Excerpt from the ending essays: The Arch Enemies: Shame and Grace
If we want to get to the bottom of the problem, to the real thing that’s preventing our emotional freedom, it’s the cancer of shame. Shame is, in theological terms, the inability to value our self in the same way that God values us. Shame is another expression of human brokenness and our tendency to distort truth, especially about ourselves. Shame holds us back from appropriate self-love, and by extension, loving others. The quality of our love for others is always related to the quality of our own self-acceptance. Therefore, shame affects both my relationship with myself and my relationship with others.
Shame has many emotional expressions. Some people experience shame primarily as feeling defective, inferior, or self-loathing. Others feel it as being ugly, stupid, or inadequate. For some it is the desire to hide oneself, to fear being known, or to present a false self to others because the real self is insecure.

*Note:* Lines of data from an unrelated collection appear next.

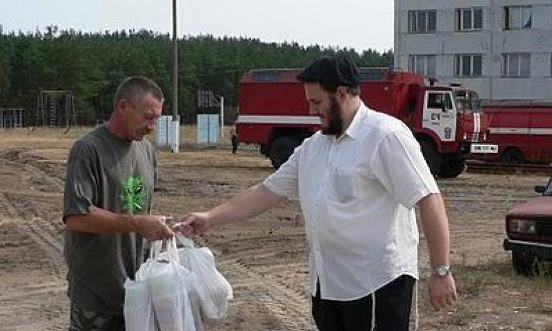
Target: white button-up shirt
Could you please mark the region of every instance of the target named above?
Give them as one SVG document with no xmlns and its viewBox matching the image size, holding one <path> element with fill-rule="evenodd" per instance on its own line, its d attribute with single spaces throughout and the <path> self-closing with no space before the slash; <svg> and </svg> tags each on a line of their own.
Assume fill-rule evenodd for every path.
<svg viewBox="0 0 552 331">
<path fill-rule="evenodd" d="M 439 189 L 401 121 L 361 104 L 339 139 L 315 133 L 264 184 L 299 198 L 313 295 L 317 279 L 322 299 L 348 301 L 417 278 L 414 206 Z"/>
</svg>

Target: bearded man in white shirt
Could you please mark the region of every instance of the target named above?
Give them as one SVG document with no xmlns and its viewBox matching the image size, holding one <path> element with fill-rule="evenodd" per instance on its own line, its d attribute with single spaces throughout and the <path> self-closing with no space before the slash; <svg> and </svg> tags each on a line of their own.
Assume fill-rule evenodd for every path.
<svg viewBox="0 0 552 331">
<path fill-rule="evenodd" d="M 348 58 L 322 57 L 297 78 L 322 130 L 263 183 L 188 214 L 179 230 L 200 234 L 298 199 L 318 329 L 406 331 L 418 277 L 416 205 L 433 270 L 431 305 L 440 310 L 457 297 L 439 189 L 408 127 L 362 103 L 358 70 Z"/>
</svg>

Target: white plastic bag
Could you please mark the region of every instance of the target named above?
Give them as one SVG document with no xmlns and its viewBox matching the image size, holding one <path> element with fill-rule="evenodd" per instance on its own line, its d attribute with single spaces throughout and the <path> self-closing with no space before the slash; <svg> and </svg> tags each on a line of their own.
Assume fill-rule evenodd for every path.
<svg viewBox="0 0 552 331">
<path fill-rule="evenodd" d="M 179 262 L 175 239 L 166 243 L 166 252 L 161 254 L 159 243 L 155 243 L 149 269 L 152 301 L 159 330 L 197 331 L 187 289 L 191 275 Z"/>
<path fill-rule="evenodd" d="M 217 270 L 213 252 L 206 247 L 195 248 L 191 240 L 181 235 L 177 238 L 184 246 L 178 249 L 180 263 L 193 274 L 188 293 L 199 299 L 201 317 L 204 319 L 223 319 L 228 301 L 233 297 L 232 287 Z"/>
<path fill-rule="evenodd" d="M 193 313 L 193 308 L 188 295 L 188 284 L 193 277 L 179 262 L 175 239 L 166 241 L 166 251 L 161 252 L 162 241 L 152 243 L 150 257 L 142 263 L 136 272 L 135 281 L 128 281 L 126 288 L 125 323 L 127 331 L 201 331 L 197 329 Z M 132 283 L 131 283 L 132 282 Z M 133 291 L 131 285 L 136 285 Z M 136 289 L 134 289 L 136 290 Z M 147 297 L 149 297 L 149 301 Z M 143 302 L 143 314 L 148 313 L 155 317 L 152 329 L 150 317 L 141 320 L 137 310 Z M 149 302 L 149 305 L 148 305 Z M 147 308 L 147 310 L 146 310 Z M 137 312 L 135 314 L 135 312 Z M 147 327 L 139 328 L 139 323 L 147 323 Z M 157 325 L 156 325 L 157 324 Z M 141 324 L 143 325 L 143 324 Z"/>
<path fill-rule="evenodd" d="M 159 331 L 150 286 L 146 281 L 125 281 L 124 308 L 126 331 Z"/>
</svg>

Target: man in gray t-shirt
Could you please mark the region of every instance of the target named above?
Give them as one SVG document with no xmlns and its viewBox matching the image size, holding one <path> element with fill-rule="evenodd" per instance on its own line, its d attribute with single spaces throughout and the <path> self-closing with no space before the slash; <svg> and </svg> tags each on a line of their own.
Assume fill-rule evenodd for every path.
<svg viewBox="0 0 552 331">
<path fill-rule="evenodd" d="M 70 331 L 124 331 L 124 283 L 143 261 L 144 238 L 170 238 L 150 214 L 156 159 L 144 137 L 161 114 L 163 93 L 146 77 L 125 79 L 110 120 L 77 140 L 63 192 Z"/>
</svg>

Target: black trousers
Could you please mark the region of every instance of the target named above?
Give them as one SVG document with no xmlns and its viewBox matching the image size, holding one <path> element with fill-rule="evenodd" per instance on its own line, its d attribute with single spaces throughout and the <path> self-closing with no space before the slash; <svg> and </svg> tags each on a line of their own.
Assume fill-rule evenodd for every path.
<svg viewBox="0 0 552 331">
<path fill-rule="evenodd" d="M 320 331 L 370 331 L 372 307 L 375 302 L 375 328 L 377 331 L 408 331 L 412 292 L 415 280 L 402 275 L 373 294 L 350 301 L 337 301 L 320 298 L 317 283 L 313 297 L 313 317 Z"/>
</svg>

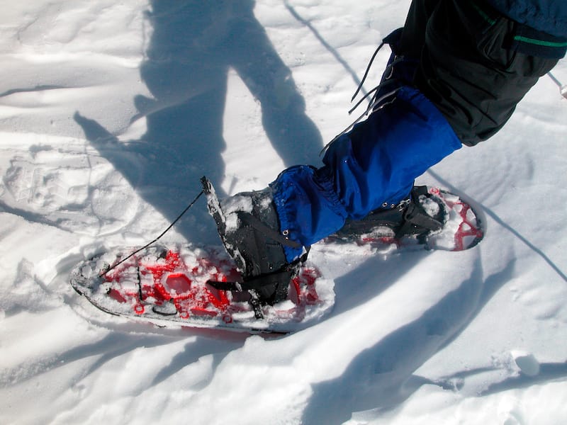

Shame can be triggered by a thought in our own mind, I’m inadequate, or it can be felt as an emotion, flooding one’s body. We’ve all experienced a shame-attack. In a second we can feel deflated, defeated, paralyzed. Shame is nearly any negative moment of low self-value. Everyone has some degree of struggle with shame, fear about one’s value, or low self-worth. All human struggles occur on a continuum, from mild to severe. For some, the shame struggle is mild. For others, it is debilitating.
Shame is surrounded by fear, because it doesn’t want to be seen. Fear perpetuates the shame because it makes us keep it hidden. No one likes to talk about their shame, yet revealing the fear in a supportive and loving environment is part of the cure.